Diremos para empezar que ella no lo quiere a él hace bastante tiempo. Eso se ve en las actitudes, en las respuestas y, sobre todo, –esto lo sospechamos con certeza– en la intimidad. Anda con otro, dirán ya seguramente las vecinas. Y es así que por ahí no sorprenderá tanto lo que ocurrirá. Ella ha ido comentando con cuidado en tono de broma que, donde está terminando la tecnicatura, hay un profesor –al que llama por su nombre en diminutivo– que le sonríe, que parece más joven de lo que es, que está soltero. El marido, suponemos sin error, es bastante celoso, algo machista para la época y mayor que ella. Esto último quizá justifique sus atributos anteriores. Cada dos por tres, nuestros dos personajes arman casi la misma situación. Para ser más exactos, montan la misma escena. Ella repitiendo esto del docente que ahora conocemos. Y lo hace la mayoría de las veces en presencia de público, dentro y fuera de su casa. Él responde una y otra vez con el silencio.
Acumuladas las jornadas con estos montajes, se fueron juntando en el esposo un poco la bronca por los atrevimientos sufridos, otro poco la vergüenza ajena e, inevitablemente, el amor propio ese que sostiene los celos. Y el tipo ha entrado en estado de duda, en modo confusión. Y ha empezado a imaginar cosas. Primero, algunas posibles escenas en donde los protagonistas son la parejita consabida. En situaciones cada vez más audaces, más insolentes. Luego, a pensar que esta situación hay que arreglarla como se debe hacer en estos casos. Descartó eso de vigilarla y andarla siguiendo. Hay que solucionarlo como corresponde, se dijo para darse ánimo.
Ese día se encontraba solo, ya que ella estaba ya sabemos dónde. Y pronto debería volver. Le cruzó un chispazo de idea que se fue transformando en un pequeño y frío resplandor. Después, en un caliente fuego y, finalmente, en casi una explosión que le iluminó todo el recorrido hasta que encontró y sacó la vieja y clásica navaja y decidió con firme convicción… afeitarse la barba para no parecer tan viejo.
Una tarde más
Belleza en la decrepitud:
confusos tonos cromáticos,
musical evidencia no escuchada,
seguramente aromas que se despiden
y que nosotros no podemos percibir.
Brinda así la naturaleza su elíptica
clase vespertina de eternidad.
En forma casi gratuita.
Sólo nos pide un poco de respeto,
un mínimo instante de silencio y atención.
Nos reclamará luego el olvido,
para que todo ese acto acabe
teniendo sentido y propósito
y pueda con total indiferencia
volver a repetirse.
Nos vamos de compras
I.
No veo nada más intrascendente e insoportable que los excesivos y repetidos comentarios hechos por casi todo el mundo después de volver del hipermercado…
—¿Y qué…? ¿Te vas a poner a hablar de filosofía, de literatura… de política? ¿Para qué?
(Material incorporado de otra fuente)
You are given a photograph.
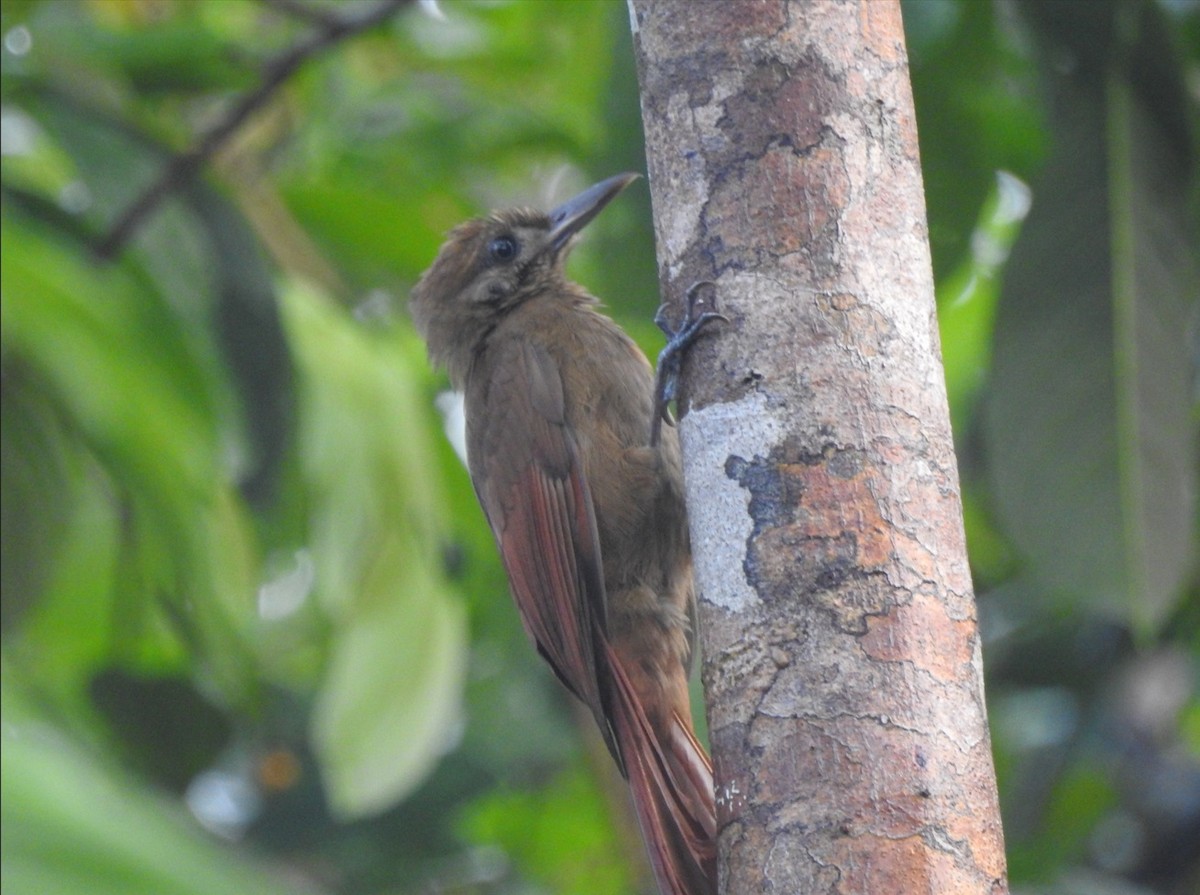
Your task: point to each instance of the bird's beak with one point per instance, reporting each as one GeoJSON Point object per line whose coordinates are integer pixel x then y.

Si no le interesa a nadie. Además, nada tiene arreglo…
Mientras abro los ojos para demostrar mi sorpresa, pasa a mi lado una señora que se me adelanta con pasos largos para entrar antes que yo al complejo de ventas más grande de la ciudad, con un celular en su mano derecha y un elegante carrito verde en su izquierda. No sé con quién dialogaba, pero sin saberlo me había contestado a mí.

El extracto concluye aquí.